Hannover Re reported its fifth consecutive record result this morning, with net income across the reinsurer rising by 1.8% to EUR 1.17 billion in 2016.
“Another strong underwriting result in property and casualty reinsurance combined with pleasing investment income laid the foundation,” Chief Executive Officer Ulrich Wallin explained.
But while income rises, signifying better profitability the premium volumes underwritten shrank by 4.2% during the last year, as Hannover Re sets its sights on maintaining a profitable book and navigating the softened reinsurance market.
The reinsurers said that its “overriding priority” is to generate a profit over premium, and one way that it is achieving that is through greater retention as well, with retained premium up by 2.3% in 2016.
Despite 2016 having seen the highest level of catastrophe losses in five years, Hannover Re still reports that large losses were below its budgeted level and also said that frequency losses were lower than budgeted as well.
This helped the company report an operating profit (EBIT) of EUR 1,689.3 million (vs EUR 1,755.2 million in 2015).
Hannover Re is pleased with its result in property and casualty reinsurance, saying that despite the “intensely competitive state of the market” the reinsurer delivered a strong result.
The reinsurer saw growing demand for cyber risk coverage in North America, helping to drive some premium growth.
“However, it was the rise in demand for reinsurance solutions offering solvency relief – both in Europe and in Asia – that had favourable implications for Hannover Re,” the company explained.
Although these positive areas of reinsurance growth could not offset the decline in premiums, as the reinsurer turned down business in other areas again, resulting in overall premium contraction of 1.4% in P&C Re.
P&C Re losses were slightly above the level seen in 2015, with total net losses of EUR 626.6 million in 2016 (compared to EUR 572.9 million in 2015). This is well below the budgeted EUR 825 million for large losses.
As a result the combined ratio was improved on the year before at 93.7%, which the company attributes not just to underwriting but also to positive reserves from prior years, something the majority of reinsurers have benefited from again this year.

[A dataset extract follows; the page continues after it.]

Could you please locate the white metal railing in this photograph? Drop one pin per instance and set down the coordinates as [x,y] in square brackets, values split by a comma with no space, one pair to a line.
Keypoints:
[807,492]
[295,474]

Life and health reinsurance also contributed to the overall result, although the company is less pleased with its performance it would appear as premiums decreased and as a result the operating profit only came in at EUR 343.3 million (EUR 405.1 million).
Looking ahead, Hannover Re has increased its target for 2017, saying it expects total gross premium for business written will rise by 1% during the year and the profit is expected to be over EUR 1 billion, depending on the impact of large losses.